When looking at stock quotes, there are numbers following the bid and ask prices for a particular stock. These numbers usually are shown in brackets, and they represent the number of shares, in lots of 10 or 100, that are limit orders pending trade. These numbers are called the bid and ask sizes, and represent the aggregate number of pending trades at the given bid and ask price.

[Note: Reading and understanding bid and ask prices is an important skill for day traders, but successful day traders look beyond the bid and ask at the order book and market depth. Investopedia's Become a Day Trader course discusses these important skills and shows you how to integrate them into your trading with over five hours of on-demand video.]

For example, assume we get a stock quote for XYZ Corp. and we see a bid of $15.30 (25), and an ask of $15.50 (10). The bid price is the highest bid entered to purchase XYZ stock, while the ask price is the lowest price entered for this same stock. As you can see, there are numbers following the bid and ask prices, and these are the number of shares that are pending trade at their respective prices.

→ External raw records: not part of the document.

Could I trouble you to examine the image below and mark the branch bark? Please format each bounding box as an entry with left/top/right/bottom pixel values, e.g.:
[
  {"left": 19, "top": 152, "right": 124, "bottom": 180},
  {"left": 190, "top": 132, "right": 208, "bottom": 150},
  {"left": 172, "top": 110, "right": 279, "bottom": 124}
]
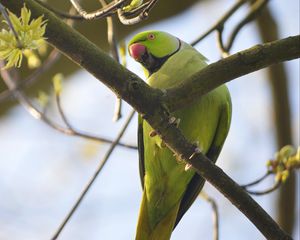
[
  {"left": 257, "top": 5, "right": 297, "bottom": 234},
  {"left": 0, "top": 0, "right": 300, "bottom": 239}
]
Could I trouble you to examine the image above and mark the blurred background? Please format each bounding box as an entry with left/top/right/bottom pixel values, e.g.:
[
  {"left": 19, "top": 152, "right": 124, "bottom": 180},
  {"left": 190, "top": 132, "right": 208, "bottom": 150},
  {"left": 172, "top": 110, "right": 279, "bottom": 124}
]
[{"left": 0, "top": 0, "right": 300, "bottom": 240}]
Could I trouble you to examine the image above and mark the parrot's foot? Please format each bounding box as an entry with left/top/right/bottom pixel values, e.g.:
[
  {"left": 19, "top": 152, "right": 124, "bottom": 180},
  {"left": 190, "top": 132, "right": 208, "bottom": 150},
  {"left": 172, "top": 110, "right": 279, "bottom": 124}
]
[
  {"left": 149, "top": 130, "right": 157, "bottom": 137},
  {"left": 184, "top": 163, "right": 192, "bottom": 172},
  {"left": 169, "top": 117, "right": 180, "bottom": 128},
  {"left": 169, "top": 117, "right": 176, "bottom": 124},
  {"left": 173, "top": 153, "right": 184, "bottom": 163},
  {"left": 189, "top": 147, "right": 201, "bottom": 159}
]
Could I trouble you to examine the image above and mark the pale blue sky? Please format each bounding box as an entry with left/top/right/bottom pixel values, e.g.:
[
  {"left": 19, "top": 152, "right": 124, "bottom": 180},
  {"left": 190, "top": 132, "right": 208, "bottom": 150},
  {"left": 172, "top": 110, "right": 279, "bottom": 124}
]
[{"left": 0, "top": 0, "right": 299, "bottom": 240}]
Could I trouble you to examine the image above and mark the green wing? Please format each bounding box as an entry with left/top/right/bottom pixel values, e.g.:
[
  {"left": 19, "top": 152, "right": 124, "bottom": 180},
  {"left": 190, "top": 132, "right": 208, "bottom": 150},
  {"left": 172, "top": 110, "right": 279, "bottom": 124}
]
[
  {"left": 138, "top": 115, "right": 145, "bottom": 189},
  {"left": 174, "top": 88, "right": 231, "bottom": 225}
]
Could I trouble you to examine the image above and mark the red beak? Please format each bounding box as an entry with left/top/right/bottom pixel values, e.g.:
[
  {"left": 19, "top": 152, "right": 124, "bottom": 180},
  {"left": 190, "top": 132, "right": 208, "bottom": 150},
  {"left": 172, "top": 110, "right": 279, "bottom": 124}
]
[{"left": 129, "top": 43, "right": 146, "bottom": 60}]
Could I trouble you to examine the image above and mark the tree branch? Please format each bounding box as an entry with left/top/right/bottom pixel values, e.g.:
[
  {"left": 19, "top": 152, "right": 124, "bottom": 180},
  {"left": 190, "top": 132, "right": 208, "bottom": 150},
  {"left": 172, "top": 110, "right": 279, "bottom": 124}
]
[
  {"left": 257, "top": 5, "right": 297, "bottom": 234},
  {"left": 0, "top": 0, "right": 300, "bottom": 239},
  {"left": 165, "top": 35, "right": 300, "bottom": 110}
]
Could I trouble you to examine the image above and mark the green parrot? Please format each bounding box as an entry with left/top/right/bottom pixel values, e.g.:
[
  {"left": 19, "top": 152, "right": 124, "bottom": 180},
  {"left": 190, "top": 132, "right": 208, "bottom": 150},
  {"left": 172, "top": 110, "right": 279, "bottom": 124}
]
[{"left": 128, "top": 31, "right": 231, "bottom": 240}]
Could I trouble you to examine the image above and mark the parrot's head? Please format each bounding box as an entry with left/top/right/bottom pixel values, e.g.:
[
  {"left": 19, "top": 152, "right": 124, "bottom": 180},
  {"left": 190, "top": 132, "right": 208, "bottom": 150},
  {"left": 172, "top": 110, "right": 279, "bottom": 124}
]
[{"left": 128, "top": 31, "right": 181, "bottom": 74}]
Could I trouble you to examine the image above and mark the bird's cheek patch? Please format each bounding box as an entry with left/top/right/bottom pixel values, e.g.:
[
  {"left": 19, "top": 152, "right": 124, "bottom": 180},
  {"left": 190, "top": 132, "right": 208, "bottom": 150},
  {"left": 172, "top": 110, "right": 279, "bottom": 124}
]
[{"left": 129, "top": 43, "right": 146, "bottom": 61}]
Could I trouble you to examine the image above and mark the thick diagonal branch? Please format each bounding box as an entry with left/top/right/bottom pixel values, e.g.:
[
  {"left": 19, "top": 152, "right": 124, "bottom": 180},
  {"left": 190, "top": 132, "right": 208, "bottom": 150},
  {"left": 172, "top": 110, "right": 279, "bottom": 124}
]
[{"left": 0, "top": 0, "right": 300, "bottom": 239}]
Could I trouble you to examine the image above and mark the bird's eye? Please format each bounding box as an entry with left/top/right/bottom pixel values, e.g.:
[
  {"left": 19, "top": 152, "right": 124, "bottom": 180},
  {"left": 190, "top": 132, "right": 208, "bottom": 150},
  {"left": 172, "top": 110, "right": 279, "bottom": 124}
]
[{"left": 148, "top": 33, "right": 155, "bottom": 40}]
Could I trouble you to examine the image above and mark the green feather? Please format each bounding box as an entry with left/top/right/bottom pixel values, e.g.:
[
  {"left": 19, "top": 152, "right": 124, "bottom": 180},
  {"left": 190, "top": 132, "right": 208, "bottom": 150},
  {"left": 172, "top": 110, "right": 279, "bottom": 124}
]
[{"left": 129, "top": 31, "right": 231, "bottom": 240}]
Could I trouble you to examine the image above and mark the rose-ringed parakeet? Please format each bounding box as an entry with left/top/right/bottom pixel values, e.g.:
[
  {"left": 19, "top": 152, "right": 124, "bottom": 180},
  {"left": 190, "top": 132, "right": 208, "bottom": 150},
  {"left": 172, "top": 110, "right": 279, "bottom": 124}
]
[{"left": 128, "top": 31, "right": 231, "bottom": 240}]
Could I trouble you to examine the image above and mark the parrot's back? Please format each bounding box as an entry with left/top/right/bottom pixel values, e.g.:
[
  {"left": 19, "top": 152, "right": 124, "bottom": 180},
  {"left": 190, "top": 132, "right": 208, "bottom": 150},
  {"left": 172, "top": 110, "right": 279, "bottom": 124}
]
[{"left": 136, "top": 42, "right": 231, "bottom": 240}]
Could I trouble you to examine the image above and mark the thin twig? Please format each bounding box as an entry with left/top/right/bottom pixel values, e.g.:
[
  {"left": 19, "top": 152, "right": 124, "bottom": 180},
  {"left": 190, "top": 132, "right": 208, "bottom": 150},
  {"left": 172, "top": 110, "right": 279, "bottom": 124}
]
[
  {"left": 245, "top": 181, "right": 282, "bottom": 196},
  {"left": 35, "top": 0, "right": 84, "bottom": 20},
  {"left": 191, "top": 0, "right": 249, "bottom": 46},
  {"left": 99, "top": 0, "right": 122, "bottom": 122},
  {"left": 51, "top": 110, "right": 135, "bottom": 240},
  {"left": 0, "top": 3, "right": 75, "bottom": 103},
  {"left": 117, "top": 0, "right": 158, "bottom": 25},
  {"left": 0, "top": 3, "right": 22, "bottom": 48},
  {"left": 0, "top": 62, "right": 137, "bottom": 150},
  {"left": 224, "top": 0, "right": 269, "bottom": 52},
  {"left": 240, "top": 171, "right": 272, "bottom": 188},
  {"left": 0, "top": 49, "right": 61, "bottom": 103},
  {"left": 70, "top": 0, "right": 127, "bottom": 20}
]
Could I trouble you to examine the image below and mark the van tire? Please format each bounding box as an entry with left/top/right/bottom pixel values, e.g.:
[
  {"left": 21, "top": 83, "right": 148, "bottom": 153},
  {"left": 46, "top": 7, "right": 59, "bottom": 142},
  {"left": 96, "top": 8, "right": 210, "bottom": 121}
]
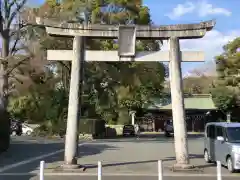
[
  {"left": 204, "top": 149, "right": 212, "bottom": 163},
  {"left": 227, "top": 156, "right": 235, "bottom": 173}
]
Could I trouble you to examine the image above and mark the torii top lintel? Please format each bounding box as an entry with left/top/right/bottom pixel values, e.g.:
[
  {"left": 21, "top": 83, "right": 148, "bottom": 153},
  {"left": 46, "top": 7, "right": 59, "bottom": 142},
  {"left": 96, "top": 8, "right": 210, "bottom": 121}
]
[{"left": 36, "top": 18, "right": 216, "bottom": 40}]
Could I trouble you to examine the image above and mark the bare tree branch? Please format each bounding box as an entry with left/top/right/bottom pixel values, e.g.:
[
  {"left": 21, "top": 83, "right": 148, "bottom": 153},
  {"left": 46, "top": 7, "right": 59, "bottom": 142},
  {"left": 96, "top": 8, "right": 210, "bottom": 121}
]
[
  {"left": 0, "top": 1, "right": 4, "bottom": 35},
  {"left": 58, "top": 61, "right": 71, "bottom": 71}
]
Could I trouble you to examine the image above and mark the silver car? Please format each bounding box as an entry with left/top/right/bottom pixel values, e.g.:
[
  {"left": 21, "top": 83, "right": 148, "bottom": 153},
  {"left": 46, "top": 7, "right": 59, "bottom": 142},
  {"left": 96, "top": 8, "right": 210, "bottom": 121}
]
[{"left": 204, "top": 122, "right": 240, "bottom": 172}]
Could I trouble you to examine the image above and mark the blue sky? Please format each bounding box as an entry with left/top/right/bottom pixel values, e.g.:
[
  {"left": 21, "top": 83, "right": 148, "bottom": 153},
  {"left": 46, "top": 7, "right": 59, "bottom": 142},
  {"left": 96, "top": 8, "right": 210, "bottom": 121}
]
[{"left": 29, "top": 0, "right": 240, "bottom": 75}]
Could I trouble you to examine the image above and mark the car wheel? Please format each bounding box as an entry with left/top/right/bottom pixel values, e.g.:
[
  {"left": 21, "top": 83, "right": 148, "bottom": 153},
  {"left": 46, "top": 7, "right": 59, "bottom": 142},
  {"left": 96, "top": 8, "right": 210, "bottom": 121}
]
[
  {"left": 165, "top": 131, "right": 170, "bottom": 137},
  {"left": 12, "top": 131, "right": 17, "bottom": 136},
  {"left": 204, "top": 150, "right": 211, "bottom": 163},
  {"left": 26, "top": 131, "right": 32, "bottom": 136},
  {"left": 227, "top": 157, "right": 235, "bottom": 173}
]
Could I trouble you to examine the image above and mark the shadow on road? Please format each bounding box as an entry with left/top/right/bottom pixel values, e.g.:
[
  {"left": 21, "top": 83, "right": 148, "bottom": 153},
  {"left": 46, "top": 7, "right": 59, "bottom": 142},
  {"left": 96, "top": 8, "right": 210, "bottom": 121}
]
[
  {"left": 0, "top": 137, "right": 116, "bottom": 179},
  {"left": 100, "top": 134, "right": 204, "bottom": 143},
  {"left": 81, "top": 154, "right": 211, "bottom": 169}
]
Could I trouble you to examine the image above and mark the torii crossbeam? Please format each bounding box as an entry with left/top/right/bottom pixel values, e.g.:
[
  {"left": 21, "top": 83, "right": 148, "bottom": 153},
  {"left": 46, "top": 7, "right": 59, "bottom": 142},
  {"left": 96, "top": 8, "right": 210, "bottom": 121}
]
[{"left": 36, "top": 18, "right": 215, "bottom": 167}]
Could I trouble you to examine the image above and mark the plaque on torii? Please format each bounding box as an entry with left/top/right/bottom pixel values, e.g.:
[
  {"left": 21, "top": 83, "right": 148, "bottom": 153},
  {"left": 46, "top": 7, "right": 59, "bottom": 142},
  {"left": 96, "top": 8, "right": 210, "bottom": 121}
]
[{"left": 36, "top": 18, "right": 215, "bottom": 166}]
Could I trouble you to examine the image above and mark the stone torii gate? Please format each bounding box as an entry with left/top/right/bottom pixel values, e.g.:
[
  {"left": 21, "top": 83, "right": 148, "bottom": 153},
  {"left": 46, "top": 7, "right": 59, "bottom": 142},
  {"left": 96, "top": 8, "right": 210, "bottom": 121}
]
[{"left": 37, "top": 18, "right": 215, "bottom": 168}]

At the current limit bid price of $15.30, there are 2,500 shares being offered for purchase, in aggregation. The aggregation is for all bid orders being entered at that bid price, no matter if the bids are coming from one person bidding for 2,500 shares, or 2,500 people bidding for one share each. The same is true for the numbers following the ask price.

If these orders are not carried out during the trading day, then they may be carried over into the next trading day provided that they are not day orders. If these bid and ask orders are day orders, then they will be canceled at the end of the trading day if they are not filled.

The spread between the two prices is called the bid-ask spread. If an investor purchases shares in XYZ, he or she would pay $15.50. If this same investor subsequently liquidated these shares, they would be sold for $15.30. The difference is a loss to the investor.